1881 Arizona & Mary Connealy, Author of Deep Trouble

Today I've asked fellow Nebraska author (yeah!) Mary Connealy to tell us about what it's like to be in deep trouble :-). I just retrieved my copy from my daughter, who gave it applause and a "thumbs up."

Deep Trouble follows Shannon Dysart on a search for a city of gold, the lost city of Quivera, which she believes is in the bottom of the Grand Canyon. She's on a quest to prove her father's
research isn't the work of a madman, and that he really did find treasure in the west.

Gabe Lasley is trying to keep her alive until she comes to her senses ... and then he plans on marrying her.

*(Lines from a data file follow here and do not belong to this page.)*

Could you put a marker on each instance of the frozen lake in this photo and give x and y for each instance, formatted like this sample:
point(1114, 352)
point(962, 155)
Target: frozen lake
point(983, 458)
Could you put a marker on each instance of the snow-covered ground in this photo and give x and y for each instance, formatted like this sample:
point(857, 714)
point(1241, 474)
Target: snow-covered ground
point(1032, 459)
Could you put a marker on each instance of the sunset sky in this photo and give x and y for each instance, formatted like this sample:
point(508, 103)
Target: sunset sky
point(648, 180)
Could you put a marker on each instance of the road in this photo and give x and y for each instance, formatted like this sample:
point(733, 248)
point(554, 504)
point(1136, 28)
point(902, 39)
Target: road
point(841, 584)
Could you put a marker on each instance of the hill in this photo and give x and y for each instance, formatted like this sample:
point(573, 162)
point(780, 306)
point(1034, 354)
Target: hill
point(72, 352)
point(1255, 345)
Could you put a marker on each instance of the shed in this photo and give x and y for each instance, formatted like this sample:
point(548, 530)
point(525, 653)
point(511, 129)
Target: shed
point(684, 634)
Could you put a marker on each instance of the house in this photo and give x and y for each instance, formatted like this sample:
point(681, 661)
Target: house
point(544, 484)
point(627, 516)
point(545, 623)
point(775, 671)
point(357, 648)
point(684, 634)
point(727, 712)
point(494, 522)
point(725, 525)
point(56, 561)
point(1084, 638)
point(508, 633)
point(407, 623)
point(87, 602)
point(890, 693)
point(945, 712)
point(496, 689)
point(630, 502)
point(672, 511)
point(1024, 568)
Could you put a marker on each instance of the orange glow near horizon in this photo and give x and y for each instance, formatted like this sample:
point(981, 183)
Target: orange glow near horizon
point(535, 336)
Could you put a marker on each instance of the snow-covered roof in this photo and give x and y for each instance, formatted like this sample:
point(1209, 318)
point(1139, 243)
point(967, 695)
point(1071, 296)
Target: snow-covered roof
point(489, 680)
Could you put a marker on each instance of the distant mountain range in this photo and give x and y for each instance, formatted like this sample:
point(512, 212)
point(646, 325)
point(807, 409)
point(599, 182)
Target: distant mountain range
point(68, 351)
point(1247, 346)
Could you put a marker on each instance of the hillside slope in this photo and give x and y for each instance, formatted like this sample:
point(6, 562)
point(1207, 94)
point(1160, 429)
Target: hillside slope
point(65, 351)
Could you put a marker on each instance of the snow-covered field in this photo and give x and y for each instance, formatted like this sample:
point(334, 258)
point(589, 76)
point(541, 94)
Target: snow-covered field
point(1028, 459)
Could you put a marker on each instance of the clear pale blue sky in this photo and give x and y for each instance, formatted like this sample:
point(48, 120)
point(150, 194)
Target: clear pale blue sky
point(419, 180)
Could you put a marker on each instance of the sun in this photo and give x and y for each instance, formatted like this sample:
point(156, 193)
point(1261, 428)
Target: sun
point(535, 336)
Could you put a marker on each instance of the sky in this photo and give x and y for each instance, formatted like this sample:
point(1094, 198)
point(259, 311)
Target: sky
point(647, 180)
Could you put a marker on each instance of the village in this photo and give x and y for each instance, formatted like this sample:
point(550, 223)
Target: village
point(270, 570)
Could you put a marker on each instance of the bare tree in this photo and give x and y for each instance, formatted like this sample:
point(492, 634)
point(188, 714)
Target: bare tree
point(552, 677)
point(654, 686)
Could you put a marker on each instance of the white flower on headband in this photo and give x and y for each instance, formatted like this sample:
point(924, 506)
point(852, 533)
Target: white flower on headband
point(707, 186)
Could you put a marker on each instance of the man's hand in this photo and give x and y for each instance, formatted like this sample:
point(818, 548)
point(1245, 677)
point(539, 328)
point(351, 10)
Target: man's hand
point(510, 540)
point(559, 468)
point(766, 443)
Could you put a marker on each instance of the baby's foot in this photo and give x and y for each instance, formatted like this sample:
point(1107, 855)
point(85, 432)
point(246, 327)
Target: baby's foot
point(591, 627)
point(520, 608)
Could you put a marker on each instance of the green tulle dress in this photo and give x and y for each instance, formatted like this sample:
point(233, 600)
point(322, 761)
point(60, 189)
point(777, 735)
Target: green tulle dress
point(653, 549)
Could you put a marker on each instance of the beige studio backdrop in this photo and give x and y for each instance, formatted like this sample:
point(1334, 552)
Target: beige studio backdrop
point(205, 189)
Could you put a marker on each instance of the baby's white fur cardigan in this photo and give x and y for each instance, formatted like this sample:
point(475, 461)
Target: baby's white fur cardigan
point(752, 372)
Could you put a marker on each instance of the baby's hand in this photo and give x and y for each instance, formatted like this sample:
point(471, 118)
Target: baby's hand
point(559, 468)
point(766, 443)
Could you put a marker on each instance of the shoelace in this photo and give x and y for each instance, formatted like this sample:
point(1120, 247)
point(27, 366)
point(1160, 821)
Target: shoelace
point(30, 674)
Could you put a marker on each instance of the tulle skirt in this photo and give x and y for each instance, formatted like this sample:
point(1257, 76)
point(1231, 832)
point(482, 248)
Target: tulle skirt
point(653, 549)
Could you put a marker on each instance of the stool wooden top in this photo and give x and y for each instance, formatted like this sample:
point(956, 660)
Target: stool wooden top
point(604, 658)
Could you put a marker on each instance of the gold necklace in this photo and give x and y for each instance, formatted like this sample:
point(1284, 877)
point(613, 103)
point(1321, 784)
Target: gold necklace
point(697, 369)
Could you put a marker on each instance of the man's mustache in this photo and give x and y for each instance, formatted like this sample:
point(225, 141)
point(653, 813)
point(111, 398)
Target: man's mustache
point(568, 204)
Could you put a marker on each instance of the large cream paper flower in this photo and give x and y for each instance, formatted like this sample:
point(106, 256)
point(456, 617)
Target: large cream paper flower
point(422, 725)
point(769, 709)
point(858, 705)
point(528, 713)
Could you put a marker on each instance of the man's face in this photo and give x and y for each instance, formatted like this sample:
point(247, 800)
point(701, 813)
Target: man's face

With trouble on their back trail from the villains who still want Shannon’s map, the dream of gold coloring every decision Shannon makes, and Gabe’s surprising need to protect her, they set out to find a city of gold. Along the way they find that true treasure is rooted in love. And that was within their reach all along.

  • What artifact, place, historical event, or woman from history made you want to write this book?

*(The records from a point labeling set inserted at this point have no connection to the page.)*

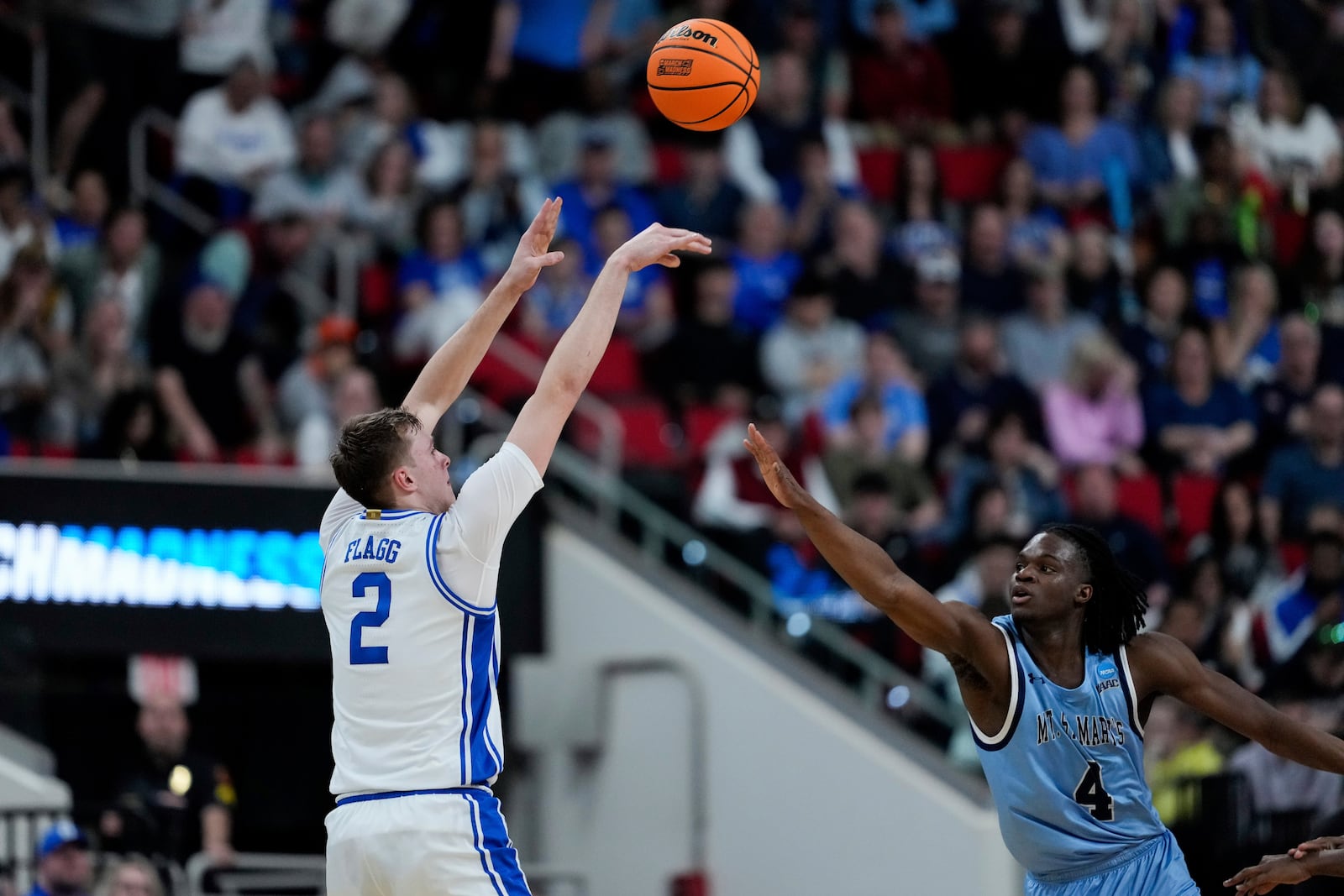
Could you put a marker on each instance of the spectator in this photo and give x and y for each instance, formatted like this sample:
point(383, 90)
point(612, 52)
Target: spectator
point(1281, 401)
point(82, 223)
point(1283, 786)
point(734, 503)
point(1168, 144)
point(709, 359)
point(215, 34)
point(391, 196)
point(1026, 472)
point(129, 876)
point(495, 199)
point(765, 269)
point(64, 864)
point(559, 291)
point(210, 382)
point(1149, 340)
point(991, 281)
point(1035, 234)
point(647, 312)
point(1296, 147)
point(1236, 540)
point(1095, 416)
point(810, 351)
point(974, 389)
point(24, 378)
point(1093, 281)
point(924, 222)
point(1304, 476)
point(705, 199)
point(123, 268)
point(900, 83)
point(1039, 342)
point(230, 139)
point(85, 380)
point(597, 187)
point(887, 376)
point(440, 284)
point(134, 429)
point(1223, 74)
point(1247, 343)
point(1072, 159)
point(1196, 421)
point(19, 223)
point(869, 453)
point(318, 186)
point(1137, 548)
point(172, 801)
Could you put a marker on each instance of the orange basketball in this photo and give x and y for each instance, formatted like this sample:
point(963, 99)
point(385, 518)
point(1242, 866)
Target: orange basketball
point(703, 74)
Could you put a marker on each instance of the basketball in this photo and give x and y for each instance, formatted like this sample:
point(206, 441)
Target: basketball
point(703, 74)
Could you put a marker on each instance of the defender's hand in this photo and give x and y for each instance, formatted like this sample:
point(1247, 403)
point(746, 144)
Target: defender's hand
point(533, 249)
point(783, 485)
point(1272, 872)
point(656, 244)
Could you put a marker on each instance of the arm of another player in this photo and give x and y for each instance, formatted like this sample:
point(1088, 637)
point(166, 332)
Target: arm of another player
point(452, 365)
point(1321, 857)
point(575, 356)
point(953, 629)
point(1163, 664)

Deep Trouble really began as a treasure hunt. X marks the spot, you know??? My heroine is searching for the Seven Cities of Gold, the Kingdom of Quivera. As I tried to figure out where in the world a city of gold might be hidden, I latched on to a long ago memory of a visit to the Grand Canyon. If someone wanted to really hide something, where better. My heroine's course is set and then the trouble begins. Deep Trouble.

  • What was the most surprising thing you learned about “the real story” while researching this book?

I did a lot of research about the history of the Grand Canyon and found out there were a lot of people, very early on who recognized it as a tourist treasure. It's so remote it's hard to believe someone would think travelers would come there, but Americans, even back then, had a great knack for figuring out how to profit from their hard work. The research I did about the Seven Cities of God struck me as being a mythological heaven on earth. Streets of gold. It made a wonderful contrast between the heroine looking for earthly wealth and the hero trying to get her to accept what was truly treasure here on earth. Love, family, faith.

  • Is there a historical photograph that inspired you you’d like to share?

My book begins in Mesa Verde, in Colorado. I slightly fictionalized Mesa Verde and didn't exactly pin point the location because I needed my cliff dwellings to be of a very specific design so someone could be trapped at the topmost cave simply by removing a ladder and Mesa Verde didn't do that for me, from what I could see in pictures. I've attached a picture of Mesa Verde to my email and if you'll look close there could be some caves high above the others, and if I was searching for gold in that place, I'd probably find a way to look in every nook and cranny.

  • What one non-fiction book helped you research the most (for those who want to learn more)?

For the Grand Canyon I relied heavily on The Man Who Walked Through Time by Colin Fletcher. Colin Fletcher is the first man to walk the length of the Grand Canyon. His first person reactions to the canyon were invaluable to me.

  • What spiritual encouragement did you draw from what you’ve learned?

Writing this book made me want to get out into nature. I spend so much of my life behind the computer researching. I'm trying to get out more, go to museums, visit locations, get my hands on things. It deepened my respect for the beauty God has created all around us and what a beautiful country we've been blessed with.